Non era quest’orgoglio plebeo a motivarmi (anche se…), bensì il desiderio di servirmi dell'”io”, forma al tempo stesso maschile e femminile, come uno strumento esplorativo che capta le sensazioni, quelle che la memoria ha sotterrato, quelle che il mondo intorno non cessa di trasmetterci, ovunque e in continuazione. Questo preliminare della sensazione è diventato per me al contempo la guida e la garanzia dell’autenticità della mia ricerca. Ma a quali fini? Non si tratta per me di raccontare la storia della mia vita, né di liberarmi dei suoi segreti, ma di decifrare una situazione vissuta, un evento, una relazione amorosa e svelare in questo modo qualcosa che solo la scrittura può far esistere e passare, forse, in altre coscienze, in altre memorie. Chi potrebbe dire che l’amore, il dolore e il lutto, la vergogna, non sono universali? Victor Hugo ha scritto: “Nessuno di noi ha l’onore di avere una vita che sia sua”. Ma poiché ogni cosa viene vissuta inesorabilmente in modalità individuale (“È a me che succede”), può essere letta nello stesso modo soltanto se l'”io” del libro diventa, in un certo modo, trasparente, e quello del lettore o della lettrice ne prende il posto. Se questo “io”, insomma, diventa transpersonale, se il singolare assurge all’universale.
È così che ho concepito il mio impegno nella scrittura, che non consiste nello scrivere “per” una categoria di lettori, ma “partendo” dalla mia esperienza di donna e di immigrata interna, dalla mia memoria ormai sempre più lunga degli anni attraversati, dal presente, fornitore incessante di immagini e parole degli altri. Questo impegno come pegno di me stessa nella scrittura, e sostenuto dalla credenza, divenuta certezza, che un libro possa contribuire a cambiare la vita personale, a spezzare la solitudine delle cose subite e seppellite, a pensarsi in modo diverso. Quando l’indicibile viene alla luce, è politico.
Lo vediamo oggi con la rivolta di quelle donne che hanno trovato le parole per scompaginare il potere maschile e si sono sollevate, come in Iran, contro la sua forma più violenta e più arcaica.
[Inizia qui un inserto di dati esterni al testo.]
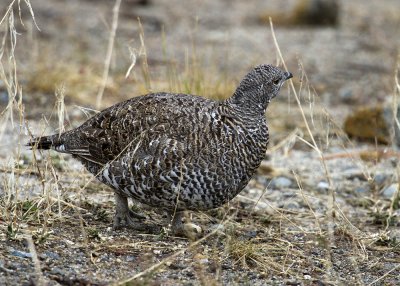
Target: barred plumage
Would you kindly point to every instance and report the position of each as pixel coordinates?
(176, 151)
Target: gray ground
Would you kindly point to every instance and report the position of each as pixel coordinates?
(300, 221)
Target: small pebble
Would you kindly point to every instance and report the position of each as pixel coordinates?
(21, 254)
(380, 179)
(280, 183)
(390, 191)
(361, 190)
(323, 186)
(52, 255)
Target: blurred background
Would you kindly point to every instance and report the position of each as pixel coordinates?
(344, 52)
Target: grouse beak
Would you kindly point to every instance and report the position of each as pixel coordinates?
(288, 75)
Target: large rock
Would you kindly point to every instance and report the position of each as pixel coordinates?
(369, 123)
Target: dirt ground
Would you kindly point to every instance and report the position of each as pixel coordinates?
(323, 208)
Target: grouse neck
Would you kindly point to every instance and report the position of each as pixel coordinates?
(250, 103)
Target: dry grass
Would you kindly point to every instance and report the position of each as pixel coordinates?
(57, 208)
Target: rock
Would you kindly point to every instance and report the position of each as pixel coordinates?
(361, 190)
(323, 186)
(307, 13)
(390, 191)
(52, 255)
(21, 254)
(368, 123)
(380, 179)
(347, 95)
(280, 183)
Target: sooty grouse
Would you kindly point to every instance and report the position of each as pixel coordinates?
(176, 152)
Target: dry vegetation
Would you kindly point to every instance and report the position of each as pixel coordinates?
(55, 219)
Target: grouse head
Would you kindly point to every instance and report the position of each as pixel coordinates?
(259, 86)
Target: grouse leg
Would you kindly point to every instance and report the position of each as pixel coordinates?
(123, 215)
(178, 228)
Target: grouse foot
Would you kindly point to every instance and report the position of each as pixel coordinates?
(126, 217)
(178, 228)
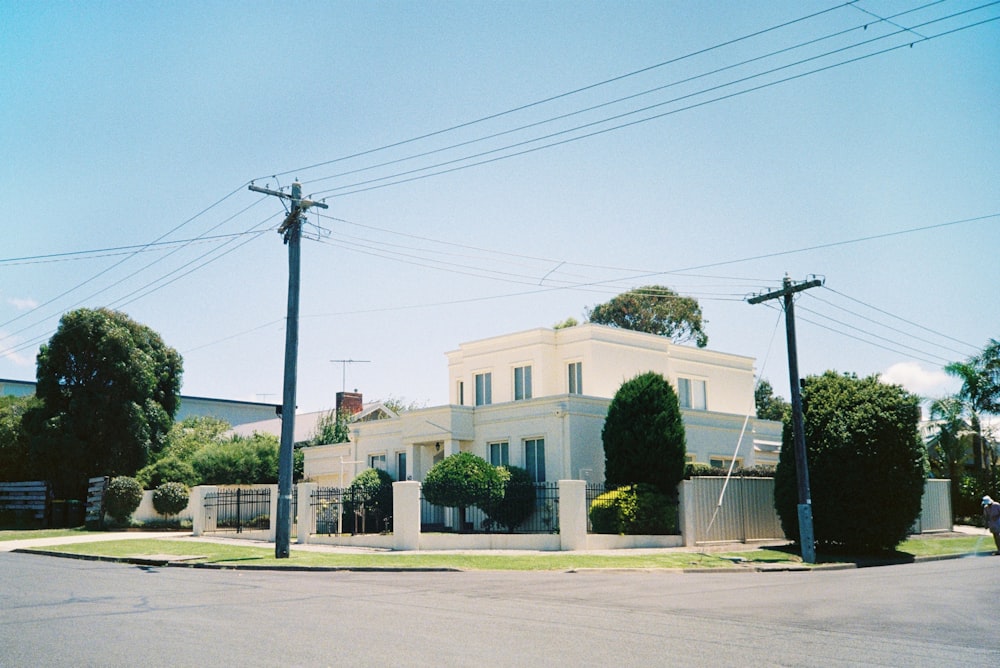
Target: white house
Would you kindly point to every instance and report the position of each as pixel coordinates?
(538, 399)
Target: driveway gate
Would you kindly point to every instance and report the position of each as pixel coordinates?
(240, 509)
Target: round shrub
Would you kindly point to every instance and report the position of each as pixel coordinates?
(463, 480)
(170, 498)
(121, 497)
(518, 500)
(866, 461)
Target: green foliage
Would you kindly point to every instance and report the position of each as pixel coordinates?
(643, 435)
(769, 405)
(654, 309)
(238, 461)
(170, 498)
(121, 497)
(639, 509)
(109, 389)
(518, 500)
(372, 490)
(16, 461)
(168, 469)
(333, 427)
(866, 462)
(462, 480)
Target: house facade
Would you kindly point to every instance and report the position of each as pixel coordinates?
(538, 399)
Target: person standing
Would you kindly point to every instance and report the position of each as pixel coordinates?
(991, 513)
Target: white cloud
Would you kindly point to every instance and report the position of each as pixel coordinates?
(914, 378)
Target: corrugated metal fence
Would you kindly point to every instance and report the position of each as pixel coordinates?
(747, 511)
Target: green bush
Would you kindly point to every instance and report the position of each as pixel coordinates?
(170, 498)
(518, 500)
(169, 469)
(867, 464)
(462, 480)
(372, 490)
(639, 509)
(121, 497)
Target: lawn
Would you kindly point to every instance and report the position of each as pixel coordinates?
(223, 554)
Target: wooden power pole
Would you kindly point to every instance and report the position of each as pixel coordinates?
(291, 230)
(807, 537)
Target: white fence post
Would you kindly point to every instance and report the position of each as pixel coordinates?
(305, 524)
(406, 515)
(200, 522)
(572, 515)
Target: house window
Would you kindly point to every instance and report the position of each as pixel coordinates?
(575, 377)
(500, 453)
(534, 458)
(691, 393)
(401, 465)
(484, 389)
(722, 462)
(522, 383)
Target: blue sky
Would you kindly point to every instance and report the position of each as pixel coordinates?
(715, 169)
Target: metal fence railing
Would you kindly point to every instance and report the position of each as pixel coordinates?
(514, 508)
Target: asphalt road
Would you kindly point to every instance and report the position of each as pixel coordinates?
(63, 612)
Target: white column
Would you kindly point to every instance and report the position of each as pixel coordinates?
(406, 515)
(306, 522)
(272, 531)
(199, 520)
(573, 514)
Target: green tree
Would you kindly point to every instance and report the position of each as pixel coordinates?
(769, 405)
(109, 388)
(643, 435)
(654, 309)
(16, 462)
(460, 481)
(239, 460)
(980, 394)
(866, 462)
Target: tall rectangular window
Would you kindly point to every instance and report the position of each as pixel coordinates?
(691, 393)
(500, 453)
(522, 383)
(534, 458)
(401, 465)
(575, 370)
(484, 389)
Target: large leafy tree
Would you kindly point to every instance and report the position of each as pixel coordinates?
(979, 394)
(109, 388)
(769, 405)
(867, 463)
(643, 435)
(654, 309)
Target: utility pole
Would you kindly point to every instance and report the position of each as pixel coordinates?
(291, 230)
(806, 535)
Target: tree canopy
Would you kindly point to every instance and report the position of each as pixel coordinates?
(643, 435)
(109, 389)
(769, 405)
(654, 309)
(866, 462)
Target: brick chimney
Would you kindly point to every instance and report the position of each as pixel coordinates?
(351, 402)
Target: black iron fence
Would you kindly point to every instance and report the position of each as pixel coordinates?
(513, 508)
(351, 511)
(240, 509)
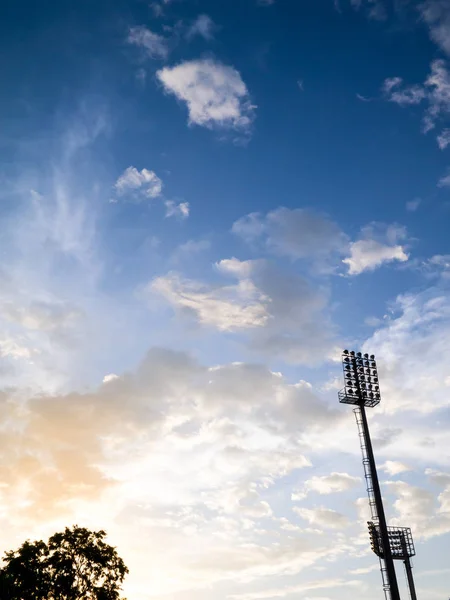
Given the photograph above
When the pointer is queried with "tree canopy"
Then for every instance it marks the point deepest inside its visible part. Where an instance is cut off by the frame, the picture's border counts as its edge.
(73, 565)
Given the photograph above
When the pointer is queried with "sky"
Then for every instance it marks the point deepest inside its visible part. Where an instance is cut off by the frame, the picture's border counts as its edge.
(202, 203)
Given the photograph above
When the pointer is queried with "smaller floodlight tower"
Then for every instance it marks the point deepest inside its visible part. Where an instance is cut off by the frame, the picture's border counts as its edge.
(402, 548)
(362, 390)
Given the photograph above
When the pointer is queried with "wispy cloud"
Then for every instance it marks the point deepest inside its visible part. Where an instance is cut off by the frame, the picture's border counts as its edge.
(298, 233)
(153, 44)
(281, 314)
(202, 26)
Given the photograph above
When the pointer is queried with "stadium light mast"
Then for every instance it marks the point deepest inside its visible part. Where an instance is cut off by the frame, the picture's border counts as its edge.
(362, 390)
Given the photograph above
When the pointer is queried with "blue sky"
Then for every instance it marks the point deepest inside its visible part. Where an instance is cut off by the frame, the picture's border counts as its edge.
(202, 203)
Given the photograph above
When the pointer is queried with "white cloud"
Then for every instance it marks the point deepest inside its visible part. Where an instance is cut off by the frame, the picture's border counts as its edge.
(413, 205)
(443, 139)
(298, 233)
(181, 210)
(367, 255)
(327, 484)
(322, 517)
(43, 316)
(284, 314)
(444, 181)
(374, 9)
(154, 45)
(146, 182)
(412, 346)
(370, 253)
(295, 590)
(227, 308)
(13, 348)
(403, 96)
(392, 467)
(418, 507)
(436, 14)
(110, 377)
(203, 26)
(435, 91)
(215, 95)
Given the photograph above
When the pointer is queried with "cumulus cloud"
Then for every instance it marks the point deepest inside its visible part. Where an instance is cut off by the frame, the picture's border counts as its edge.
(153, 44)
(281, 314)
(393, 467)
(327, 484)
(298, 233)
(412, 345)
(436, 14)
(215, 95)
(418, 507)
(434, 92)
(180, 210)
(145, 183)
(370, 253)
(182, 452)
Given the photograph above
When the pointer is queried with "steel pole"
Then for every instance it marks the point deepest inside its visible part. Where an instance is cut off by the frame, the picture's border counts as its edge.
(387, 555)
(408, 569)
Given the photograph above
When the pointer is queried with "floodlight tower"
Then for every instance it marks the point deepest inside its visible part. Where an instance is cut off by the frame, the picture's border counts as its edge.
(402, 548)
(362, 390)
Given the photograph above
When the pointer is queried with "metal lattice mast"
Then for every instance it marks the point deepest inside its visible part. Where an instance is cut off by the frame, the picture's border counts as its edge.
(362, 390)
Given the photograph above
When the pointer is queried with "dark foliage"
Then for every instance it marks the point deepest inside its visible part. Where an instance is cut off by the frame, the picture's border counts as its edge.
(74, 565)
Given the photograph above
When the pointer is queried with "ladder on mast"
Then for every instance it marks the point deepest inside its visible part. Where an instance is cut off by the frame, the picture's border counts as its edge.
(370, 493)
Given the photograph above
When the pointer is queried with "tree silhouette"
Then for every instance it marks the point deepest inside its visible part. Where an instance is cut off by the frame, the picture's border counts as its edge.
(74, 565)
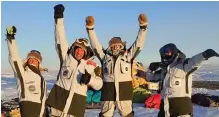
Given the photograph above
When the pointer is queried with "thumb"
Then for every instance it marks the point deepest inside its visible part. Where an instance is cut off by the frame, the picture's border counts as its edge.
(216, 54)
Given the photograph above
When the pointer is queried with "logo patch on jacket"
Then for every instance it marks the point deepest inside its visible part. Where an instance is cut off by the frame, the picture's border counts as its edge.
(89, 62)
(126, 68)
(65, 73)
(31, 88)
(177, 83)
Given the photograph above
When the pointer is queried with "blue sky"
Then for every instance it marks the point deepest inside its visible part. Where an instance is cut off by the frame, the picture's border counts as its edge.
(192, 26)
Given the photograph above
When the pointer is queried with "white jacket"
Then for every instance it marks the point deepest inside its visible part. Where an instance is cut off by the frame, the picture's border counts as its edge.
(117, 72)
(68, 95)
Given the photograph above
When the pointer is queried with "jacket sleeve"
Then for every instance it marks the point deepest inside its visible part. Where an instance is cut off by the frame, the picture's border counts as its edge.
(192, 64)
(14, 58)
(96, 82)
(95, 44)
(137, 46)
(61, 43)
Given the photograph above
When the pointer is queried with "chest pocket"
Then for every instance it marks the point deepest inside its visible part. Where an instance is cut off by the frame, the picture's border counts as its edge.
(107, 66)
(176, 78)
(33, 86)
(66, 72)
(125, 67)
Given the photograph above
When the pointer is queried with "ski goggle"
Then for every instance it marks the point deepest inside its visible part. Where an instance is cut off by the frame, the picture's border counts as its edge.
(166, 53)
(117, 46)
(82, 40)
(35, 51)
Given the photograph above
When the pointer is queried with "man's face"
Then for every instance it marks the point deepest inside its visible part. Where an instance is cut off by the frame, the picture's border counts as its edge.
(33, 62)
(79, 53)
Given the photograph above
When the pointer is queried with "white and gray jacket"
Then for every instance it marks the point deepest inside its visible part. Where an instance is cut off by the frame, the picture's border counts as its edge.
(177, 86)
(117, 71)
(68, 95)
(31, 86)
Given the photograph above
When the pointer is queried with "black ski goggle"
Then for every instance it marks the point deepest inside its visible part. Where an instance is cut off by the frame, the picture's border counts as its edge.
(35, 51)
(83, 40)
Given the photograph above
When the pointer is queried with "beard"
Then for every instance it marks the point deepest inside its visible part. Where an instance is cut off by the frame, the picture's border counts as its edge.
(34, 68)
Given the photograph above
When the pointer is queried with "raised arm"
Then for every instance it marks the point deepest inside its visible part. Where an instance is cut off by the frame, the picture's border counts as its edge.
(95, 44)
(61, 43)
(14, 58)
(192, 64)
(137, 46)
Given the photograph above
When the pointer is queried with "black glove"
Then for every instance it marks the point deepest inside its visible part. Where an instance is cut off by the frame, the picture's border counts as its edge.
(11, 31)
(58, 11)
(154, 66)
(209, 53)
(85, 78)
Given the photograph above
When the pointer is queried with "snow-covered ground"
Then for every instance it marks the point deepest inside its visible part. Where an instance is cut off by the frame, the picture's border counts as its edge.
(141, 111)
(207, 72)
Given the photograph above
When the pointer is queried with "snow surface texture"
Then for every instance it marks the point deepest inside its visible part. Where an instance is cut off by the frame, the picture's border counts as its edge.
(207, 72)
(141, 111)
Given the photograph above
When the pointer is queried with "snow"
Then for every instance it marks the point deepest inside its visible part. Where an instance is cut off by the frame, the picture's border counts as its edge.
(9, 90)
(141, 111)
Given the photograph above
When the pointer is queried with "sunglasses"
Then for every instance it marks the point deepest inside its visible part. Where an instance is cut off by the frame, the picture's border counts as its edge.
(83, 40)
(35, 51)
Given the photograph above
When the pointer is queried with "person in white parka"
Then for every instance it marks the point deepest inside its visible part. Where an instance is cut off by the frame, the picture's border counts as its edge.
(32, 88)
(176, 88)
(116, 63)
(68, 96)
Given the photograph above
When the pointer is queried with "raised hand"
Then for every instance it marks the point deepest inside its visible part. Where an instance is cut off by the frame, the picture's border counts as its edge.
(58, 11)
(90, 21)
Scrivendo in un Paese democratico, continuo a interrogarmi, tuttavia, sul posto occupato dalle donne, anche in campo letterario. La loro legittimità a produrre opere non è ancora acquisita. In Francia e in tutto il mondo ci sono intellettuali maschi per cui i libri scritti dalle donne semplicemente non esistono, non li citano mai. Il riconoscimento del mio lavoro da parte dell’Accademia di Svezia rappresenta un segnale di giustizia e di speranza per tutte le scrittrici.
Portando alla luce l’indicibile sociale, questa interiorizzazione dei rapporti di dominazione di classe e/o di razza, di sesso anche, che viene percepita soltanto da coloro che ne sono oggetto, si crea la possibilità di un’emancipazione individuale ma anche collettiva. Decifrare il mondo reale spogliandolo delle visioni e dei valori di cui la lingua, ogni lingua, è portatrice, vuol dire sconvolgere l’ordine costituito, scompaginarne le gerarchie.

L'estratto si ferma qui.